The 3500 Farms Scheme was a land development scheme to settle areas in the eastern Wheatbelt region of Western Australia south of Southern Cross in the late 1920s and early 1930s.

==Planning==
The idea was first proposed in 1925, with planning originating in 1928 to settle an area of about 8000000 acre, 1000000 acre east of Mollerin and 7000000 acre south of Southern Cross and east of the Great Southern Railway on a total of 3,500 separate farms. A conference was held in Perth to discuss the plan in detail, including the Premier Philip Collier, the Minister of Lands, and Edward Mulvany of the Development and Migration Commission. Collier completed his proposal for the Federal Government in July 1929.

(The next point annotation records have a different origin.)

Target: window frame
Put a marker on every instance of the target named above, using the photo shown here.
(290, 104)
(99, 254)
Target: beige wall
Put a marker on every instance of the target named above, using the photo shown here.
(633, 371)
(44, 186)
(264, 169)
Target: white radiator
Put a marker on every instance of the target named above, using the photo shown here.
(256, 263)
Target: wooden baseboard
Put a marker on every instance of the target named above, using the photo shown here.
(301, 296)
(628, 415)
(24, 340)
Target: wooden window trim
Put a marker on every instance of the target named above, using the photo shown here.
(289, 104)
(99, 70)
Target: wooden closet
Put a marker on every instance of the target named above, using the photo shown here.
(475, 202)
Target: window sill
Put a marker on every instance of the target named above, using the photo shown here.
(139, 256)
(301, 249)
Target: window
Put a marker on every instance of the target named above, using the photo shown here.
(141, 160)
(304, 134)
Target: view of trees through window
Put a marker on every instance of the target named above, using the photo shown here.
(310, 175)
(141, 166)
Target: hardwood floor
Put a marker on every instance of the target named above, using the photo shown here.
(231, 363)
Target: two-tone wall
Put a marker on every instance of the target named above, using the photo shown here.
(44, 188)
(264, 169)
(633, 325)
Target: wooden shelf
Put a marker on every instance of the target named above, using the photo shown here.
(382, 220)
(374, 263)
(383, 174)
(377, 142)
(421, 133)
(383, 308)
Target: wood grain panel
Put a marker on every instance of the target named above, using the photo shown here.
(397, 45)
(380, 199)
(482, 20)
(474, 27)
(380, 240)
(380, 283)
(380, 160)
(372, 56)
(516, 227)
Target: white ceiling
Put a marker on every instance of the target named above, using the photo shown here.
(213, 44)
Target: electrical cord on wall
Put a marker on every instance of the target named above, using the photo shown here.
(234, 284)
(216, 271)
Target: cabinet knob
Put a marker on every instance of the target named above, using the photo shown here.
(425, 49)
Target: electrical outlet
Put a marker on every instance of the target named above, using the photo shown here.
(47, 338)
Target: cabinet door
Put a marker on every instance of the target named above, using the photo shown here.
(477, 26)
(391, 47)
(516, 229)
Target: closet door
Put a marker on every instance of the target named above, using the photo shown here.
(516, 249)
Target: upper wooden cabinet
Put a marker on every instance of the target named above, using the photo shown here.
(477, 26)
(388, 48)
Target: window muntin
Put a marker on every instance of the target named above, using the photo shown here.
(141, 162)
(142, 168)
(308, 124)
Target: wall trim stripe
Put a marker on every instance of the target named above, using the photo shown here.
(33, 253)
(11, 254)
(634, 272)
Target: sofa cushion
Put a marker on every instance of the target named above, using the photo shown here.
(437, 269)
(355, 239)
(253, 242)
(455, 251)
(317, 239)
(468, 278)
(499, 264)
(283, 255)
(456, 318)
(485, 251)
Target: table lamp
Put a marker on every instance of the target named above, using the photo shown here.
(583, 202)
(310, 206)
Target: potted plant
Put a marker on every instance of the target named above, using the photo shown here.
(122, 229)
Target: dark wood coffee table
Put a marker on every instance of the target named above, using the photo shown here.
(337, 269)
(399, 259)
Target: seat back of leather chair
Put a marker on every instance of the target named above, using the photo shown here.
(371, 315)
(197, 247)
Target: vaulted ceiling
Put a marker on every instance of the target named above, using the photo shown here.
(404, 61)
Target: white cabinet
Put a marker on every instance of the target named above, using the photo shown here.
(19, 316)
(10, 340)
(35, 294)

The scheme was a result of a tri-party arrangement between the State, Federal and Imperial Governments, with approval from the Development and Migration Commission. It was envisaged that the scheme would produce some 12 million bushels of wheat annually and graze an extra million sheep. It was estimated an additional 650 mi of railways and 3000 mi of roads would be required. The total cost of the project was estimated at over £4 million; it would employ some 2,000 men.
A 1929 survey indicated that farmers having sufficient water would be an issue. It also found that the area from Norseman to Newdegate had an elevation of 900 to 1400 ft above sea level with a scattering of higher peaks and knolls. The land sloped south of the Goldfields Railway towards the south coast and was drained by saline depressions and rivers to the coast. The main depressions in the area were in the form of salt lakes or "lake country". Around 90% of the area is underlain by granite and soil formed from these rocks. There are numerous granite outcrops, some as large as several hundred acres. There was little jointing in the granite, meaning that boring for sub-surface water would be near impossible.

==Salinity==
Hartley Teakle produced a paper on alkali soils in 1928 and 1929. The report was released in early 1930 by Collier, causing much consternation in the state parliament. Professor James Arthur Prescott of the Council for Scientific and Industrial Research (later to become the CSIRO) confirmed Teakle's views on the inappropriateness of developing 3500 farms in his report released early in 1931.

==Abandonment==
The scheme was abandoned in 1930 by Great Britain due to natural soil salinity and a cause of further dryland salinity. The decision to abandon the scheme was also due to the commencement of the Great Depression rather than just the predicted salt problems. The decision to abandon the scheme was strongly criticised when it was made, mostly by existing settlers in the adjoining Lakes District.